The [other] pig says, “The Prince will not die. Having constructed a funeral pyre (saeyak), the Prince will mount on it. Water-thirst having come, he will tell his wife to bring water,” it said. “She having gone, when she is bringing the water she will slip and fall and will die,” it said.
He having constructed the funeral pyre, when the Prince mounted on it a water-thirst came. He told his wife to bring water. She went [to the tank for it], and having gone slipping through the amount of the weight, she fell in the water and died. Having put his wife on the pyre and burnt her, afterwards he went home.
This story affords an illustration of a common belief in Ceylon, that cobras sometimes pair with rat-snakes. The Prince is evidently thought to have acted in a becoming manner in refusing to give the milk to the female cobra when she was improperly associating with the rat-snake during the absence of her mate.
Regarding the drinking of milk by cobras, mention is made in the Jātaka story No. 146 (vol. i, p. 311) of an offering of milk, among other things, made to Nāgas. Dr. Chalmers Mitchell, F.R.S., the Secretary to the Zoological Society, has been good enough to reply as follows to my inquiry regarding the drinking of milk by cobras:—“I have not myself seen Cobras drinking milk, but I am sure that they will do so, and I see no reason to doubt it, as certainly many other snakes will drink milk.”
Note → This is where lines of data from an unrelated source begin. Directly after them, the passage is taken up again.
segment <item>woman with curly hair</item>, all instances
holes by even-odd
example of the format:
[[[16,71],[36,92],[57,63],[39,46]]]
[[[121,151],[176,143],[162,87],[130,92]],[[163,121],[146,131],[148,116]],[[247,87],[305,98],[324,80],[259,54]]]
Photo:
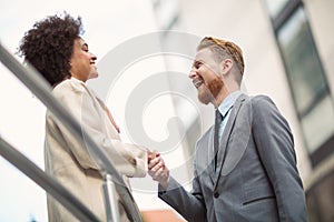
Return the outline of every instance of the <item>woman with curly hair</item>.
[[[19,51],[52,85],[52,94],[81,124],[82,129],[108,153],[124,175],[145,176],[146,148],[120,141],[117,125],[104,102],[87,87],[97,74],[96,56],[89,52],[82,33],[81,19],[63,16],[48,17],[35,23],[22,38]],[[111,120],[111,121],[110,121]],[[75,140],[56,117],[47,111],[45,169],[106,221],[102,178],[85,142]],[[129,221],[118,201],[120,220]],[[61,204],[48,195],[49,221],[77,221]]]

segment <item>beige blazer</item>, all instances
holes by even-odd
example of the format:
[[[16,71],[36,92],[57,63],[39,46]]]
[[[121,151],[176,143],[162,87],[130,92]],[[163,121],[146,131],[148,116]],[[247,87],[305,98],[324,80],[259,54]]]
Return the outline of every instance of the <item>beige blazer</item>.
[[[145,176],[147,152],[145,148],[120,141],[105,104],[87,85],[76,79],[58,84],[53,95],[80,122],[82,129],[104,149],[118,172],[125,176]],[[65,127],[47,111],[45,167],[101,221],[106,221],[102,178],[85,143],[78,143]],[[118,196],[117,196],[118,198]],[[121,221],[129,221],[118,198]],[[49,221],[78,221],[61,204],[48,195]]]

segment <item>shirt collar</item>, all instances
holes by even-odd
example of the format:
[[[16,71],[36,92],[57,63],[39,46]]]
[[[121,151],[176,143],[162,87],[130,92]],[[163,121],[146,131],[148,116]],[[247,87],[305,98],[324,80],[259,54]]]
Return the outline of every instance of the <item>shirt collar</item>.
[[[234,102],[237,100],[237,98],[242,94],[243,92],[237,90],[227,95],[225,100],[220,103],[218,107],[218,110],[223,117],[227,114],[227,112],[230,110],[233,107]]]

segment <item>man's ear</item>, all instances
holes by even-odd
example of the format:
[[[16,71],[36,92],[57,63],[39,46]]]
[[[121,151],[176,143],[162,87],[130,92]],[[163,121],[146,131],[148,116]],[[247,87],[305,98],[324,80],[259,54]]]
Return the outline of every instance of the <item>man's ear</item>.
[[[233,68],[233,61],[230,59],[224,59],[220,63],[220,68],[223,71],[223,74],[227,74],[229,70]]]

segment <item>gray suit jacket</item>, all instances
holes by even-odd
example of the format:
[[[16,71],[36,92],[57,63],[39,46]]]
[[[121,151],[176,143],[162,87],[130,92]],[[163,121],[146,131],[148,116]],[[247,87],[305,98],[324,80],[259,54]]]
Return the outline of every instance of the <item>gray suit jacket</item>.
[[[193,191],[170,178],[159,198],[188,221],[307,221],[293,135],[267,97],[235,102],[213,171],[210,128],[197,142]],[[159,188],[159,191],[160,188]]]

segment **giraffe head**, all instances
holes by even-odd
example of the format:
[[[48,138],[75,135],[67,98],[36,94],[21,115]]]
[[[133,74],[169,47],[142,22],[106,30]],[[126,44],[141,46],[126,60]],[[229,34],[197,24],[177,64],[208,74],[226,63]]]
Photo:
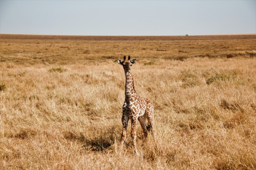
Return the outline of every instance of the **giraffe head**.
[[[133,59],[130,61],[130,56],[128,56],[128,60],[126,59],[126,56],[123,56],[123,61],[122,61],[122,60],[119,59],[117,60],[118,63],[123,65],[123,69],[124,70],[124,71],[125,72],[130,72],[131,71],[131,67],[136,60],[136,59]]]

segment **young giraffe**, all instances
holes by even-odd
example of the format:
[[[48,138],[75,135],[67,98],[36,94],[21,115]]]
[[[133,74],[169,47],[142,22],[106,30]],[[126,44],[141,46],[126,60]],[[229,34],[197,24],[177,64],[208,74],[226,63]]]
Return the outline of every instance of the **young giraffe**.
[[[136,143],[137,121],[139,120],[140,124],[145,138],[147,137],[148,131],[149,131],[151,129],[155,140],[154,108],[152,103],[148,99],[141,97],[135,91],[133,79],[131,72],[131,67],[135,62],[136,59],[132,59],[130,61],[130,59],[129,56],[128,60],[126,59],[125,56],[123,57],[123,61],[117,60],[118,63],[123,67],[126,78],[125,99],[123,106],[122,117],[123,131],[120,141],[120,149],[122,150],[123,143],[126,138],[128,121],[130,119],[131,119],[132,123],[131,135],[134,147],[134,152],[136,155],[138,155]],[[147,120],[148,125],[146,126],[146,121]]]

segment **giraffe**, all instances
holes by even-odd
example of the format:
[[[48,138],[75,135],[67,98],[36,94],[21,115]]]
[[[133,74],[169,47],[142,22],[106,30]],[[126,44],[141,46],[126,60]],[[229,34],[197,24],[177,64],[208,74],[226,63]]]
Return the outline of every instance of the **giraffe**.
[[[122,150],[123,143],[126,138],[126,134],[128,122],[131,120],[132,129],[131,136],[133,139],[135,155],[139,154],[136,147],[136,125],[139,120],[143,132],[144,138],[148,137],[148,131],[151,129],[151,132],[154,140],[155,140],[155,129],[154,128],[154,108],[152,103],[146,98],[139,96],[135,90],[133,78],[131,71],[131,67],[134,64],[136,59],[130,60],[130,57],[123,57],[123,61],[117,60],[118,63],[122,65],[124,70],[125,74],[125,98],[123,106],[123,115],[122,123],[123,130],[120,141],[120,149]],[[148,125],[146,125],[147,120]]]

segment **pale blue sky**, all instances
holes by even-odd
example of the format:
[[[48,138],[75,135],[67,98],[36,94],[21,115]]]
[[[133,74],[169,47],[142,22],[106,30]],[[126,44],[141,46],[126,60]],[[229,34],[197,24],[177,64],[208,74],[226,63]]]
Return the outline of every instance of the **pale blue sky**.
[[[177,35],[256,33],[256,0],[0,0],[0,33]]]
In Cinq Cents Contes et Apologues (Chavannes), vol. i, p. 382, there is a story the first part of which is a variant of this one, the latter part being a variant of the tale which follows. The daughter of a Nāga King was beaten by a cow-herd, and complained to her father that the King of the country had done it. The Nāga went at night as a snake, and while under the King’s bed heard him tell the Queen that he had saved the girl from the cow-herd. Next day the Nāga appeared before the King, offered to fulfil any wish of the King’s, and at his request gave him the power of understanding the speech of all animals, informing him that he must be careful to let no one know of it (or, as the translator added in a note, the penalty would be death).
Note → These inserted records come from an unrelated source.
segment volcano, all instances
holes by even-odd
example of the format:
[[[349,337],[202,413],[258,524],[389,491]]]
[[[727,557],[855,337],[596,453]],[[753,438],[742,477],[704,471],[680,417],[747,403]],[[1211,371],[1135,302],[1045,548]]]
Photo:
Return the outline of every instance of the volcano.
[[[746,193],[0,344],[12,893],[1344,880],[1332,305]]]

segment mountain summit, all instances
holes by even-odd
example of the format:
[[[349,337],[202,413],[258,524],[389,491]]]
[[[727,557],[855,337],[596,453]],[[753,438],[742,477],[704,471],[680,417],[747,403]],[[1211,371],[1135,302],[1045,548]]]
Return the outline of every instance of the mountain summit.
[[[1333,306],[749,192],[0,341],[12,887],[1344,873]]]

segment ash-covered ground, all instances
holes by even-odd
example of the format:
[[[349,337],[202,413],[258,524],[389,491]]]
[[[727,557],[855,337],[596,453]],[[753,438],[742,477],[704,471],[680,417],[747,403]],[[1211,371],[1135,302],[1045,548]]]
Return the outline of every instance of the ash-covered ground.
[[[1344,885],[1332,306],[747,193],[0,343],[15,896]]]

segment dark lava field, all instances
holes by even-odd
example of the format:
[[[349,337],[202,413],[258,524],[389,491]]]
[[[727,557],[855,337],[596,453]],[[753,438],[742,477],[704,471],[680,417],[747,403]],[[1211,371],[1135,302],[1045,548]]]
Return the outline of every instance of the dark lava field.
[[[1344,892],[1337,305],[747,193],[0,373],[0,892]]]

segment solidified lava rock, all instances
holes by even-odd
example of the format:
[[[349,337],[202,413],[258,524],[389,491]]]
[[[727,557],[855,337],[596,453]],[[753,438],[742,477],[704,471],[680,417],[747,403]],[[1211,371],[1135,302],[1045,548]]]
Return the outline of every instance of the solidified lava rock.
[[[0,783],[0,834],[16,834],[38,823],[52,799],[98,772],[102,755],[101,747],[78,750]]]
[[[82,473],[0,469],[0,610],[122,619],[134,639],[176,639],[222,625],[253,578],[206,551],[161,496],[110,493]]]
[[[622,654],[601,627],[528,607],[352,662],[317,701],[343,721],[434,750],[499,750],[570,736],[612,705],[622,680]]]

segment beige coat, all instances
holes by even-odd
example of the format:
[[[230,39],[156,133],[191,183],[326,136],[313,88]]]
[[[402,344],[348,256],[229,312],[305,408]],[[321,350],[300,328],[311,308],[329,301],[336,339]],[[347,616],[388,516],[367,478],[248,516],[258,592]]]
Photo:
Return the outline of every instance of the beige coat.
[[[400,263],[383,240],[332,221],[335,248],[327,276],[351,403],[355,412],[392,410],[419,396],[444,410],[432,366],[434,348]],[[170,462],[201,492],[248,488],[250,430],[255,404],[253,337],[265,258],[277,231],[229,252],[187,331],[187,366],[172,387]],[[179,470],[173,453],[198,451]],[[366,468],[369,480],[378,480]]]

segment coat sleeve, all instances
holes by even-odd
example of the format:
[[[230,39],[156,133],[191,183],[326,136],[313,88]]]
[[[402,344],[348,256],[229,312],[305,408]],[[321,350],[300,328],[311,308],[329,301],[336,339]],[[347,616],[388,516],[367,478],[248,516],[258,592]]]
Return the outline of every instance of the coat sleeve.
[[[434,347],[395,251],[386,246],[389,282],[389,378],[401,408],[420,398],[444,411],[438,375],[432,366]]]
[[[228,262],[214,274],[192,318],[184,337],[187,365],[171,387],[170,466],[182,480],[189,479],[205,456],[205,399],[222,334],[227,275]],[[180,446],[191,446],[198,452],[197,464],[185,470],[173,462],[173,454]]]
When the King afterwards laughed on hearing the talk of some butterflies about their food, the Queen vainly asked the reason. After this occurred three times the Queen threatened to kill herself. The Nāga, to save the King, by its magic power caused hundreds of sheep to cross a river in his presence. When the ram refused to return for a ewe she threatened to commit suicide, and reminded him that the King was about to lose his life because of his wife. The ram replied that the King was a fool to perish for the sake of his wife, and that the ewe might die, he had others. The King reflected that he had less wisdom than the ram, and when his wife again threatened to kill herself told her that she was free to do so; he had many wives and did not need her.
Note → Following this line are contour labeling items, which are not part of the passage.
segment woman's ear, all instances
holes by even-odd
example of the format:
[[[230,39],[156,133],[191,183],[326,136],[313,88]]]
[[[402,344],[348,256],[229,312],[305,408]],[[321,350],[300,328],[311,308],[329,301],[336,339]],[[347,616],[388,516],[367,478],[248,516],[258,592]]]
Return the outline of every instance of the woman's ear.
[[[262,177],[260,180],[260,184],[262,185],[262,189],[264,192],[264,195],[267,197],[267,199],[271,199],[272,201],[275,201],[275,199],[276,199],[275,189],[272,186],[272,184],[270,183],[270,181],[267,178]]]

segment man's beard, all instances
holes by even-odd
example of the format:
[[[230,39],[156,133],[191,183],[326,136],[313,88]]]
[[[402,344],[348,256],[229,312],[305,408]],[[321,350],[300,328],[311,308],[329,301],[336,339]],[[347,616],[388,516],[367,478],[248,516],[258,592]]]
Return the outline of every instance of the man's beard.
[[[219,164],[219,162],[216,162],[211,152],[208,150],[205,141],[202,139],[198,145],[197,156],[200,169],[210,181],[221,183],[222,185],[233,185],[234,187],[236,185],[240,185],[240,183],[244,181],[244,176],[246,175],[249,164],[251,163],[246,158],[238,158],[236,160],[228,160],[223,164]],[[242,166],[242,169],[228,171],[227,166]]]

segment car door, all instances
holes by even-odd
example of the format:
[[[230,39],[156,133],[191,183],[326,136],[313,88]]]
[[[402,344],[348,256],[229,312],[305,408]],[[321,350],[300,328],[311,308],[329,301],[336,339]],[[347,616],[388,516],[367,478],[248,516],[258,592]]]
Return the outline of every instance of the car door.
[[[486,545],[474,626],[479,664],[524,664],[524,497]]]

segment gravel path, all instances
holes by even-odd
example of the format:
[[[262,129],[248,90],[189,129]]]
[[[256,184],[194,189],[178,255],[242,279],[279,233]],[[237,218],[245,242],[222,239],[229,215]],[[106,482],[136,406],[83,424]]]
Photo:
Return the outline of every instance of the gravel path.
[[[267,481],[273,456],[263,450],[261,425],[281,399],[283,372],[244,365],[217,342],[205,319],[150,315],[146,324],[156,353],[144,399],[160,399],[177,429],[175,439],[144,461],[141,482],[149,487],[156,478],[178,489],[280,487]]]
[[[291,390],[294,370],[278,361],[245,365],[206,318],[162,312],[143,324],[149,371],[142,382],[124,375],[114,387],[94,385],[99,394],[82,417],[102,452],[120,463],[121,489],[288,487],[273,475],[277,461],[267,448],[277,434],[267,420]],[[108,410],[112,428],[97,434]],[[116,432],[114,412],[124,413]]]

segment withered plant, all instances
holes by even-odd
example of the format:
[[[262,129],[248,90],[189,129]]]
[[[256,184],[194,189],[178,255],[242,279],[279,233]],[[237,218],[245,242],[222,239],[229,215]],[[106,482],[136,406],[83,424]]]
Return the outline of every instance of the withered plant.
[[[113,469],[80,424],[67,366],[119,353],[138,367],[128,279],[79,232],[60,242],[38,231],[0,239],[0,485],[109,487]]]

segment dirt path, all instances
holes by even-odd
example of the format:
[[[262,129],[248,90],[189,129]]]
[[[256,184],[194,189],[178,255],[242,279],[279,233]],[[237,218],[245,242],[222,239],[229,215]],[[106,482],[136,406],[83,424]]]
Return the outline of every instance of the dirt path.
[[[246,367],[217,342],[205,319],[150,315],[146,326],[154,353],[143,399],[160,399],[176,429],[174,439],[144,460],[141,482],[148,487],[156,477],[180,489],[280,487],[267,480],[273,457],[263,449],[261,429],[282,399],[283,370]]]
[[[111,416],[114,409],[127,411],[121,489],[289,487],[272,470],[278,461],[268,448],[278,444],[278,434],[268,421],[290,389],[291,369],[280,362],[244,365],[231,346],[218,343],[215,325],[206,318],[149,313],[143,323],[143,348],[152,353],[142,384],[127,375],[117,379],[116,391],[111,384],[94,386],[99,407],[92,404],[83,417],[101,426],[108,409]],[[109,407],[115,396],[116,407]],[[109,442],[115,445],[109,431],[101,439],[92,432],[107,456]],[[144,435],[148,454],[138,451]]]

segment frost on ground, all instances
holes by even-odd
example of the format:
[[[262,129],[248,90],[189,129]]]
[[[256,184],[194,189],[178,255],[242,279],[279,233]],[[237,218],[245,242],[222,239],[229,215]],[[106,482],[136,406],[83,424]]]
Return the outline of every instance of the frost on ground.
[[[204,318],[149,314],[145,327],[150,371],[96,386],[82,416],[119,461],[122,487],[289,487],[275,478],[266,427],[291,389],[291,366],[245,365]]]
In Folklore of the Santal Parganas (collected by Rev. Dr. Bodding), p. 394, a cow-herd who had relieved a Bonga (deity) of a heavy stone which had been placed on him, received from him the power to understand the language of ants. To give him this knowledge the Bonga merely blew into his ear. One day, when the man laughed heartily on hearing two ants abuse each other over a grain of rice, his wife insisted on being told the cause. On his telling her he lost the power conferred on him.